1. Nicholas Kemmer's family moved to Germany in 1922, where he was educated at Bismarckschule Hanover and then at the University of Gottingen.
Nicholas Kemmer received his doctorate in nuclear physics at the University of Zurich and worked as an assistant to Wolfgang Pauli, who had to give strong arguments in 1936, before being allowed to employ a non-Swiss national.
Later on, Kemmer moved to the Beit Fellowship at Imperial College London.
Nicholas Kemmer moved to Trinity College, Cambridge in 1940 to work on Tube Alloys, the wartime atomic energy project.
In 1940, when Egon Bretscher and Norman Feather showed that a slow neutron reactor fuelled with uranium would in theory produce substantial amounts of plutonium-239 as a by-product, Nicholas Kemmer proposed the names Neptunium for the new element 93 and Plutonium for 94 by analogy with the outer planets Neptune and Pluto beyond Uranus.
Nicholas Kemmer founded the Tait Institute of Mathematical Physics in 1955 and taught at Edinburgh until 1979.
Nicholas Kemmer was elected as a Fellow of the Royal Society of Edinburgh in 1954.

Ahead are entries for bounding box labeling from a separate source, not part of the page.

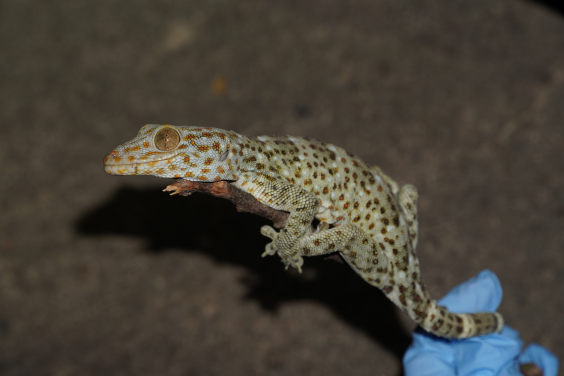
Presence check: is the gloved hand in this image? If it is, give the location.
[403,270,558,376]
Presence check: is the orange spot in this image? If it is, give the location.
[210,74,228,97]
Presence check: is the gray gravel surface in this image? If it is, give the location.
[0,0,564,376]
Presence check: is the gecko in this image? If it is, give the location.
[104,124,504,339]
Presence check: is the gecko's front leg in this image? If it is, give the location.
[233,173,320,272]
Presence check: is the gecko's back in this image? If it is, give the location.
[105,125,503,338]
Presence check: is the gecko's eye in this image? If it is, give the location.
[154,128,180,151]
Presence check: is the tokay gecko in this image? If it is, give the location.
[104,124,503,338]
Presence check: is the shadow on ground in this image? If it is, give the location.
[76,187,411,362]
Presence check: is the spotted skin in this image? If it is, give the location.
[104,124,503,338]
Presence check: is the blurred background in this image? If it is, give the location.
[0,0,564,376]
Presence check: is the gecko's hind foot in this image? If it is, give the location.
[260,226,278,257]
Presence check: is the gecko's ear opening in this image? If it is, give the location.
[154,127,180,151]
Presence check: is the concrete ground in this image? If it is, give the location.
[0,0,564,376]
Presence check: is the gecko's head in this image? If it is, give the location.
[104,124,237,182]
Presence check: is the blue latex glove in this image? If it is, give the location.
[403,270,558,376]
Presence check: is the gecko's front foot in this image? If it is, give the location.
[260,226,304,273]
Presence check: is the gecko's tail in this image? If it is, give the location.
[408,300,504,339]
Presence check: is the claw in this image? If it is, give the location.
[260,226,278,240]
[261,243,276,257]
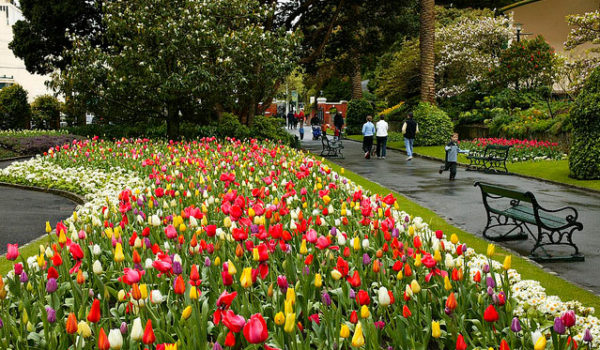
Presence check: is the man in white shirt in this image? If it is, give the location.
[375,115,388,159]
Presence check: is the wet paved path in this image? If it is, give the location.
[0,162,77,254]
[294,130,600,294]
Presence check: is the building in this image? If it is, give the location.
[0,0,52,102]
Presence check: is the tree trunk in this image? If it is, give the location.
[167,104,179,140]
[352,56,363,100]
[419,0,435,103]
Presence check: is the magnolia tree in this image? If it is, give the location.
[436,16,513,97]
[54,0,297,137]
[565,10,600,90]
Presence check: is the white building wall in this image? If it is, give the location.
[0,0,52,102]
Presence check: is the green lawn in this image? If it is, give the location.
[327,161,600,310]
[347,135,600,191]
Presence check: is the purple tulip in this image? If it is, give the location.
[20,271,29,283]
[46,306,56,323]
[321,292,331,306]
[363,253,371,265]
[119,322,127,335]
[554,317,566,334]
[46,278,58,293]
[561,310,575,328]
[277,275,289,293]
[583,328,594,343]
[510,317,521,333]
[173,261,183,275]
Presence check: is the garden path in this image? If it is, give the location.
[290,130,600,294]
[0,162,77,254]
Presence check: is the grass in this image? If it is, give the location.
[326,160,600,310]
[346,135,600,191]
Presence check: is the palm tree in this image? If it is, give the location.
[419,0,435,103]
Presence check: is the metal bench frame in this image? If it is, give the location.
[467,145,512,174]
[321,134,344,159]
[475,182,585,262]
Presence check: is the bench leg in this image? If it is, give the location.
[529,227,585,262]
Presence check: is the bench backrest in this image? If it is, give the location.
[475,182,535,204]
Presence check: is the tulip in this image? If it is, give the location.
[243,314,269,344]
[431,321,442,339]
[283,313,296,333]
[6,244,19,260]
[98,328,110,350]
[340,324,350,339]
[352,323,365,348]
[142,319,156,345]
[275,311,285,326]
[131,317,144,341]
[77,321,92,338]
[108,329,123,350]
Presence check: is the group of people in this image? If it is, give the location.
[362,112,469,181]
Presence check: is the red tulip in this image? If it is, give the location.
[87,299,100,323]
[456,334,467,350]
[142,319,156,345]
[6,244,19,260]
[244,314,269,344]
[483,304,498,322]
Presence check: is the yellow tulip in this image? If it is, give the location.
[450,233,458,244]
[115,243,125,262]
[360,305,371,318]
[181,305,192,320]
[240,267,252,288]
[487,243,496,258]
[502,255,512,271]
[352,322,365,348]
[283,313,296,333]
[533,335,546,350]
[410,280,421,294]
[315,273,323,288]
[431,321,442,339]
[275,311,285,326]
[340,324,350,339]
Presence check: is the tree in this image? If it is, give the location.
[54,0,296,138]
[31,95,61,130]
[419,0,435,104]
[9,0,104,74]
[0,84,31,129]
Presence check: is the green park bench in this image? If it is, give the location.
[475,182,585,261]
[321,134,344,159]
[467,145,511,174]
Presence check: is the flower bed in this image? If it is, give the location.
[460,138,567,162]
[0,139,600,349]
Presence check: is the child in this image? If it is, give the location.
[298,120,304,140]
[438,133,469,181]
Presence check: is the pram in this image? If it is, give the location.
[312,125,321,140]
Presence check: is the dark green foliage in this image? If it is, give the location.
[413,102,454,146]
[0,84,31,129]
[31,95,61,130]
[346,99,373,135]
[569,68,600,180]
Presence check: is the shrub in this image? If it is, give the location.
[413,102,454,146]
[346,98,373,135]
[569,68,600,180]
[0,84,31,129]
[31,95,61,130]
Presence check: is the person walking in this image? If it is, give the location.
[333,112,344,140]
[438,132,469,181]
[402,112,419,160]
[362,115,375,159]
[375,115,388,159]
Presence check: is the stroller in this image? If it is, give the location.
[312,125,321,140]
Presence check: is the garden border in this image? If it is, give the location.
[344,137,600,193]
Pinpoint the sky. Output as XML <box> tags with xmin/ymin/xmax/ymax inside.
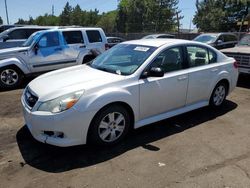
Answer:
<box><xmin>0</xmin><ymin>0</ymin><xmax>196</xmax><ymax>29</ymax></box>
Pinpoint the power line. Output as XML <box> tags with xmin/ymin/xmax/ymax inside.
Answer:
<box><xmin>4</xmin><ymin>0</ymin><xmax>10</xmax><ymax>24</ymax></box>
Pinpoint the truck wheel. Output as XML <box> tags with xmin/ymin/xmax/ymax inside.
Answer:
<box><xmin>0</xmin><ymin>66</ymin><xmax>24</xmax><ymax>89</ymax></box>
<box><xmin>89</xmin><ymin>105</ymin><xmax>131</xmax><ymax>146</ymax></box>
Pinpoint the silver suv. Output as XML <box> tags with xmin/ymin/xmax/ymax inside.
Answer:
<box><xmin>0</xmin><ymin>26</ymin><xmax>56</xmax><ymax>49</ymax></box>
<box><xmin>0</xmin><ymin>28</ymin><xmax>108</xmax><ymax>89</ymax></box>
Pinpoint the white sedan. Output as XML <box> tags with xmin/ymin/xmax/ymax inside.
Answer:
<box><xmin>21</xmin><ymin>39</ymin><xmax>238</xmax><ymax>146</ymax></box>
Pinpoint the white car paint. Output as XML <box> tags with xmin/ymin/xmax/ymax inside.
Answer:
<box><xmin>21</xmin><ymin>39</ymin><xmax>238</xmax><ymax>146</ymax></box>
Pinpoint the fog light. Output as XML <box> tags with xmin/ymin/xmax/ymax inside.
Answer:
<box><xmin>43</xmin><ymin>131</ymin><xmax>64</xmax><ymax>138</ymax></box>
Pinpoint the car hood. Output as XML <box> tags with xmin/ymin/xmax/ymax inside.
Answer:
<box><xmin>28</xmin><ymin>65</ymin><xmax>125</xmax><ymax>101</ymax></box>
<box><xmin>221</xmin><ymin>46</ymin><xmax>250</xmax><ymax>54</ymax></box>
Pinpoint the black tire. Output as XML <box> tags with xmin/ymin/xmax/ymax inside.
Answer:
<box><xmin>0</xmin><ymin>66</ymin><xmax>24</xmax><ymax>89</ymax></box>
<box><xmin>88</xmin><ymin>105</ymin><xmax>131</xmax><ymax>146</ymax></box>
<box><xmin>209</xmin><ymin>82</ymin><xmax>228</xmax><ymax>108</ymax></box>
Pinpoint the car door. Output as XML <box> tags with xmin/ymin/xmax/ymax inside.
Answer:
<box><xmin>62</xmin><ymin>31</ymin><xmax>87</xmax><ymax>66</ymax></box>
<box><xmin>139</xmin><ymin>47</ymin><xmax>188</xmax><ymax>119</ymax></box>
<box><xmin>186</xmin><ymin>45</ymin><xmax>219</xmax><ymax>105</ymax></box>
<box><xmin>29</xmin><ymin>31</ymin><xmax>66</xmax><ymax>72</ymax></box>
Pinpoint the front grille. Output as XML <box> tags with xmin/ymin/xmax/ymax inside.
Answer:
<box><xmin>24</xmin><ymin>88</ymin><xmax>38</xmax><ymax>108</ymax></box>
<box><xmin>225</xmin><ymin>53</ymin><xmax>250</xmax><ymax>68</ymax></box>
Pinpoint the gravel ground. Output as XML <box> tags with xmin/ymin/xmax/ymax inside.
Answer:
<box><xmin>0</xmin><ymin>76</ymin><xmax>250</xmax><ymax>188</ymax></box>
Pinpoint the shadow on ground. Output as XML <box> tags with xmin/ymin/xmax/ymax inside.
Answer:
<box><xmin>16</xmin><ymin>101</ymin><xmax>237</xmax><ymax>173</ymax></box>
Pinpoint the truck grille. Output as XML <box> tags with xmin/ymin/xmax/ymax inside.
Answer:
<box><xmin>225</xmin><ymin>53</ymin><xmax>250</xmax><ymax>68</ymax></box>
<box><xmin>24</xmin><ymin>88</ymin><xmax>38</xmax><ymax>108</ymax></box>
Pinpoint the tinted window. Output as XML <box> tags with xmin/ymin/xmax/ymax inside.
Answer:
<box><xmin>224</xmin><ymin>35</ymin><xmax>237</xmax><ymax>42</ymax></box>
<box><xmin>151</xmin><ymin>47</ymin><xmax>183</xmax><ymax>72</ymax></box>
<box><xmin>38</xmin><ymin>32</ymin><xmax>59</xmax><ymax>48</ymax></box>
<box><xmin>63</xmin><ymin>31</ymin><xmax>84</xmax><ymax>44</ymax></box>
<box><xmin>208</xmin><ymin>49</ymin><xmax>217</xmax><ymax>63</ymax></box>
<box><xmin>8</xmin><ymin>29</ymin><xmax>27</xmax><ymax>39</ymax></box>
<box><xmin>86</xmin><ymin>30</ymin><xmax>102</xmax><ymax>43</ymax></box>
<box><xmin>187</xmin><ymin>46</ymin><xmax>212</xmax><ymax>67</ymax></box>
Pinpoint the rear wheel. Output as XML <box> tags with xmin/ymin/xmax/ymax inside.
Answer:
<box><xmin>0</xmin><ymin>66</ymin><xmax>24</xmax><ymax>89</ymax></box>
<box><xmin>210</xmin><ymin>82</ymin><xmax>228</xmax><ymax>107</ymax></box>
<box><xmin>90</xmin><ymin>105</ymin><xmax>131</xmax><ymax>145</ymax></box>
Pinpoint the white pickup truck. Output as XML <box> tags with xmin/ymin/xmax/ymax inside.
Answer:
<box><xmin>0</xmin><ymin>28</ymin><xmax>108</xmax><ymax>89</ymax></box>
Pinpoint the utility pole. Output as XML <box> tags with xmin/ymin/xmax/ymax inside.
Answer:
<box><xmin>52</xmin><ymin>5</ymin><xmax>55</xmax><ymax>16</ymax></box>
<box><xmin>4</xmin><ymin>0</ymin><xmax>10</xmax><ymax>25</ymax></box>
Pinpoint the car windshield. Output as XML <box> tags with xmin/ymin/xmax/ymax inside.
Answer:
<box><xmin>194</xmin><ymin>35</ymin><xmax>217</xmax><ymax>43</ymax></box>
<box><xmin>238</xmin><ymin>34</ymin><xmax>250</xmax><ymax>46</ymax></box>
<box><xmin>22</xmin><ymin>32</ymin><xmax>41</xmax><ymax>47</ymax></box>
<box><xmin>89</xmin><ymin>44</ymin><xmax>156</xmax><ymax>75</ymax></box>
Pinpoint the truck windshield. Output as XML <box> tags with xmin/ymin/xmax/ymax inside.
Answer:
<box><xmin>89</xmin><ymin>44</ymin><xmax>156</xmax><ymax>75</ymax></box>
<box><xmin>239</xmin><ymin>34</ymin><xmax>250</xmax><ymax>46</ymax></box>
<box><xmin>22</xmin><ymin>32</ymin><xmax>41</xmax><ymax>47</ymax></box>
<box><xmin>194</xmin><ymin>35</ymin><xmax>217</xmax><ymax>43</ymax></box>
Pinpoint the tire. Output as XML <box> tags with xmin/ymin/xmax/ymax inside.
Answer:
<box><xmin>210</xmin><ymin>82</ymin><xmax>228</xmax><ymax>108</ymax></box>
<box><xmin>0</xmin><ymin>66</ymin><xmax>24</xmax><ymax>89</ymax></box>
<box><xmin>89</xmin><ymin>105</ymin><xmax>131</xmax><ymax>146</ymax></box>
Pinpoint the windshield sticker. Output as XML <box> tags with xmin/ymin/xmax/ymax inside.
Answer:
<box><xmin>134</xmin><ymin>46</ymin><xmax>149</xmax><ymax>52</ymax></box>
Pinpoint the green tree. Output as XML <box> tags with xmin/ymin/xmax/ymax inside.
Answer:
<box><xmin>116</xmin><ymin>0</ymin><xmax>181</xmax><ymax>32</ymax></box>
<box><xmin>193</xmin><ymin>0</ymin><xmax>248</xmax><ymax>32</ymax></box>
<box><xmin>59</xmin><ymin>2</ymin><xmax>72</xmax><ymax>26</ymax></box>
<box><xmin>96</xmin><ymin>10</ymin><xmax>117</xmax><ymax>33</ymax></box>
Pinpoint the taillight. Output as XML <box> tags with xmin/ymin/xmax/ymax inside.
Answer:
<box><xmin>105</xmin><ymin>44</ymin><xmax>109</xmax><ymax>50</ymax></box>
<box><xmin>234</xmin><ymin>61</ymin><xmax>238</xmax><ymax>69</ymax></box>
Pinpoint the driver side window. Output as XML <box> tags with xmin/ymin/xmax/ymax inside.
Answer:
<box><xmin>151</xmin><ymin>47</ymin><xmax>183</xmax><ymax>73</ymax></box>
<box><xmin>38</xmin><ymin>32</ymin><xmax>59</xmax><ymax>48</ymax></box>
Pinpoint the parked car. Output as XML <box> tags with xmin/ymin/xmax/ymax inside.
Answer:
<box><xmin>107</xmin><ymin>37</ymin><xmax>125</xmax><ymax>48</ymax></box>
<box><xmin>142</xmin><ymin>34</ymin><xmax>175</xmax><ymax>39</ymax></box>
<box><xmin>0</xmin><ymin>25</ymin><xmax>20</xmax><ymax>33</ymax></box>
<box><xmin>0</xmin><ymin>26</ymin><xmax>55</xmax><ymax>49</ymax></box>
<box><xmin>21</xmin><ymin>39</ymin><xmax>238</xmax><ymax>146</ymax></box>
<box><xmin>0</xmin><ymin>28</ymin><xmax>107</xmax><ymax>88</ymax></box>
<box><xmin>194</xmin><ymin>33</ymin><xmax>238</xmax><ymax>49</ymax></box>
<box><xmin>221</xmin><ymin>33</ymin><xmax>250</xmax><ymax>74</ymax></box>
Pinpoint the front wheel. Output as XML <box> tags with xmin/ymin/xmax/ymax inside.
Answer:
<box><xmin>210</xmin><ymin>82</ymin><xmax>227</xmax><ymax>107</ymax></box>
<box><xmin>90</xmin><ymin>105</ymin><xmax>131</xmax><ymax>145</ymax></box>
<box><xmin>0</xmin><ymin>67</ymin><xmax>23</xmax><ymax>89</ymax></box>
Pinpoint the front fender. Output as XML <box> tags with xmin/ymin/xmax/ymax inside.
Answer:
<box><xmin>0</xmin><ymin>58</ymin><xmax>30</xmax><ymax>74</ymax></box>
<box><xmin>78</xmin><ymin>88</ymin><xmax>139</xmax><ymax>121</ymax></box>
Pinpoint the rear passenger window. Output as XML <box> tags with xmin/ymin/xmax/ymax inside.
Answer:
<box><xmin>151</xmin><ymin>47</ymin><xmax>183</xmax><ymax>73</ymax></box>
<box><xmin>86</xmin><ymin>30</ymin><xmax>102</xmax><ymax>43</ymax></box>
<box><xmin>208</xmin><ymin>50</ymin><xmax>217</xmax><ymax>63</ymax></box>
<box><xmin>9</xmin><ymin>29</ymin><xmax>27</xmax><ymax>39</ymax></box>
<box><xmin>63</xmin><ymin>31</ymin><xmax>84</xmax><ymax>44</ymax></box>
<box><xmin>187</xmin><ymin>46</ymin><xmax>212</xmax><ymax>67</ymax></box>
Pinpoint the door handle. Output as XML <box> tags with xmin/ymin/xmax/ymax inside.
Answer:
<box><xmin>55</xmin><ymin>48</ymin><xmax>62</xmax><ymax>51</ymax></box>
<box><xmin>178</xmin><ymin>76</ymin><xmax>187</xmax><ymax>81</ymax></box>
<box><xmin>211</xmin><ymin>68</ymin><xmax>218</xmax><ymax>72</ymax></box>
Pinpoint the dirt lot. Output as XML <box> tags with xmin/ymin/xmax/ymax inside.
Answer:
<box><xmin>0</xmin><ymin>77</ymin><xmax>250</xmax><ymax>188</ymax></box>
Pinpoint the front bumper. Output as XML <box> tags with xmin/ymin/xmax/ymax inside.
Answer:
<box><xmin>21</xmin><ymin>94</ymin><xmax>95</xmax><ymax>147</ymax></box>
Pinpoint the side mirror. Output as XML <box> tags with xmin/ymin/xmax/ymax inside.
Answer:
<box><xmin>142</xmin><ymin>67</ymin><xmax>164</xmax><ymax>78</ymax></box>
<box><xmin>2</xmin><ymin>35</ymin><xmax>10</xmax><ymax>42</ymax></box>
<box><xmin>33</xmin><ymin>44</ymin><xmax>39</xmax><ymax>55</ymax></box>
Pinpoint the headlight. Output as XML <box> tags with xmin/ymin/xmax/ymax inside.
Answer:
<box><xmin>38</xmin><ymin>91</ymin><xmax>84</xmax><ymax>113</ymax></box>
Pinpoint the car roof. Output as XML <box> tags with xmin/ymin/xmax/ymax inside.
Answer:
<box><xmin>122</xmin><ymin>39</ymin><xmax>203</xmax><ymax>48</ymax></box>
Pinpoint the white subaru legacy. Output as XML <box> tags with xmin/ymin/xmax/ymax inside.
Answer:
<box><xmin>22</xmin><ymin>39</ymin><xmax>238</xmax><ymax>146</ymax></box>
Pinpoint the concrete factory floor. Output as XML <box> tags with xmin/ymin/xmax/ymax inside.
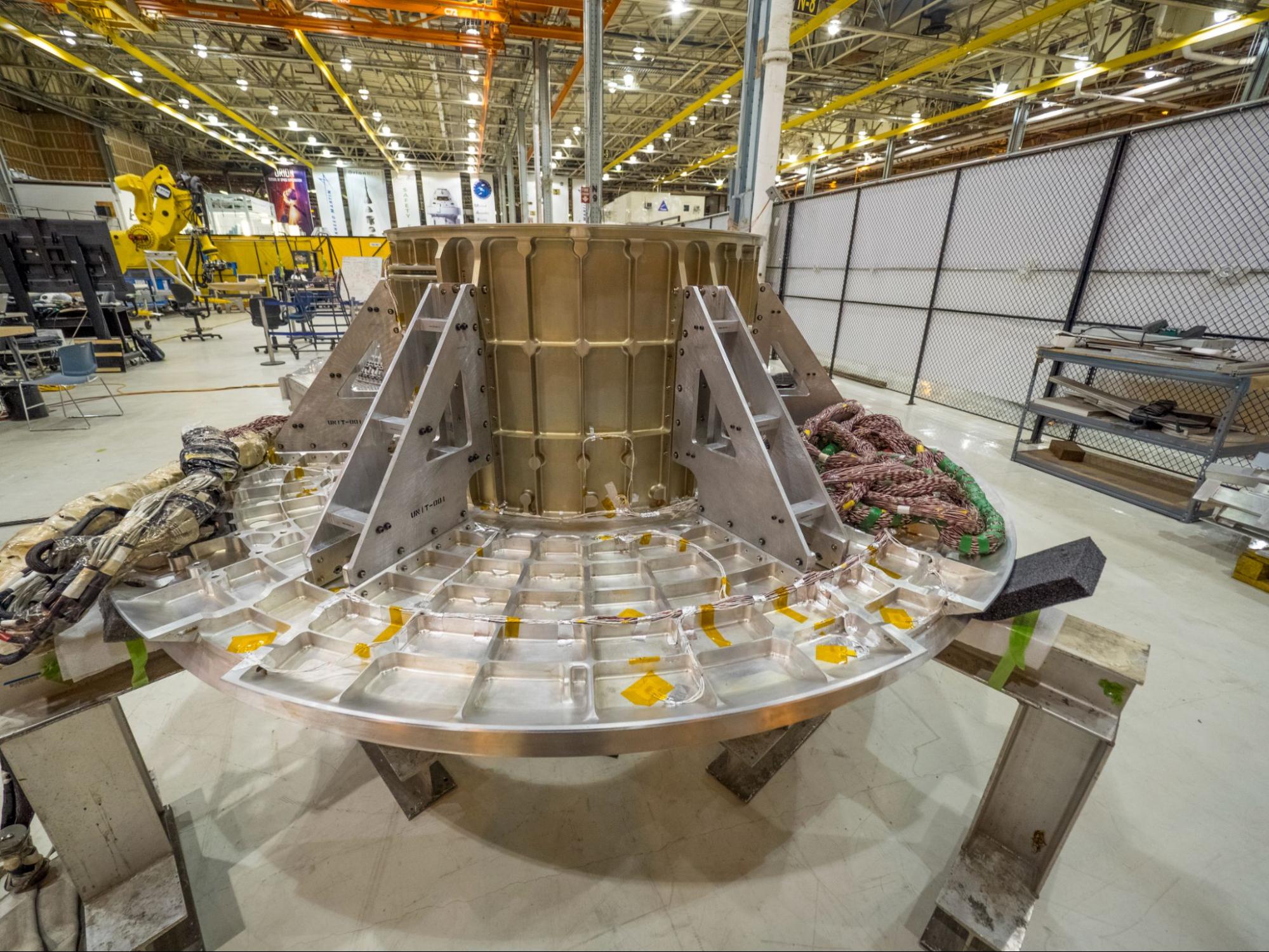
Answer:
<box><xmin>0</xmin><ymin>315</ymin><xmax>1269</xmax><ymax>949</ymax></box>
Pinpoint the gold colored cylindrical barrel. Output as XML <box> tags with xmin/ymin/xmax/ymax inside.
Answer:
<box><xmin>389</xmin><ymin>225</ymin><xmax>760</xmax><ymax>514</ymax></box>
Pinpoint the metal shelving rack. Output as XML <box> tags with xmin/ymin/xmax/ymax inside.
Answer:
<box><xmin>1011</xmin><ymin>347</ymin><xmax>1269</xmax><ymax>522</ymax></box>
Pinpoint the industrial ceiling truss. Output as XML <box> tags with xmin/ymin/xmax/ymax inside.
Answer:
<box><xmin>0</xmin><ymin>0</ymin><xmax>1269</xmax><ymax>193</ymax></box>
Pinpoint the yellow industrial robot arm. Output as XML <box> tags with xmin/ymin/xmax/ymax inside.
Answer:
<box><xmin>112</xmin><ymin>165</ymin><xmax>216</xmax><ymax>270</ymax></box>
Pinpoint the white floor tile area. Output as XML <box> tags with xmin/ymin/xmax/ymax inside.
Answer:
<box><xmin>0</xmin><ymin>317</ymin><xmax>1269</xmax><ymax>949</ymax></box>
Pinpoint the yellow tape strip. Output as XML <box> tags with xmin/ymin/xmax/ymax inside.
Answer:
<box><xmin>622</xmin><ymin>671</ymin><xmax>674</xmax><ymax>707</ymax></box>
<box><xmin>880</xmin><ymin>608</ymin><xmax>915</xmax><ymax>628</ymax></box>
<box><xmin>230</xmin><ymin>631</ymin><xmax>278</xmax><ymax>655</ymax></box>
<box><xmin>375</xmin><ymin>605</ymin><xmax>405</xmax><ymax>645</ymax></box>
<box><xmin>814</xmin><ymin>645</ymin><xmax>858</xmax><ymax>664</ymax></box>
<box><xmin>774</xmin><ymin>585</ymin><xmax>806</xmax><ymax>625</ymax></box>
<box><xmin>700</xmin><ymin>605</ymin><xmax>731</xmax><ymax>647</ymax></box>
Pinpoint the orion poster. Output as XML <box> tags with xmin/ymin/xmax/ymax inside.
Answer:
<box><xmin>314</xmin><ymin>165</ymin><xmax>348</xmax><ymax>236</ymax></box>
<box><xmin>420</xmin><ymin>171</ymin><xmax>463</xmax><ymax>225</ymax></box>
<box><xmin>344</xmin><ymin>169</ymin><xmax>392</xmax><ymax>235</ymax></box>
<box><xmin>265</xmin><ymin>168</ymin><xmax>314</xmax><ymax>235</ymax></box>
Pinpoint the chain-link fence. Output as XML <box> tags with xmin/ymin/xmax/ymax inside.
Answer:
<box><xmin>767</xmin><ymin>103</ymin><xmax>1269</xmax><ymax>487</ymax></box>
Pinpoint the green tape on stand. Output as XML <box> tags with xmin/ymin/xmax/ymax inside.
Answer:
<box><xmin>987</xmin><ymin>611</ymin><xmax>1039</xmax><ymax>691</ymax></box>
<box><xmin>123</xmin><ymin>638</ymin><xmax>150</xmax><ymax>688</ymax></box>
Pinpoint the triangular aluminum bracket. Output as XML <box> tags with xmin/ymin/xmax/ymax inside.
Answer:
<box><xmin>752</xmin><ymin>284</ymin><xmax>841</xmax><ymax>424</ymax></box>
<box><xmin>309</xmin><ymin>284</ymin><xmax>493</xmax><ymax>585</ymax></box>
<box><xmin>672</xmin><ymin>286</ymin><xmax>846</xmax><ymax>569</ymax></box>
<box><xmin>276</xmin><ymin>281</ymin><xmax>406</xmax><ymax>452</ymax></box>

Nicholas Kemmer's proposers were Norman Feather, Max Born, Sir Edmund Whittaker and Alexander Aitken.
Nicholas Kemmer served as the Society's Vice-President from 1971 to 1974.
Nicholas Kemmer was elected a Fellow of the Royal Society in 1956 and won its Hughes Medal in 1966.
Nicholas Kemmer was awarded the J Robert Oppenheimer Memorial Prize in 1975.
Nicholas Kemmer was a mentor and a teacher of the only Pakistani Nobel laureate, Dr Abdus Salam.
Nicholas Kemmer is credited to trained and work with Salam in Neutron scattering by using relativity equations.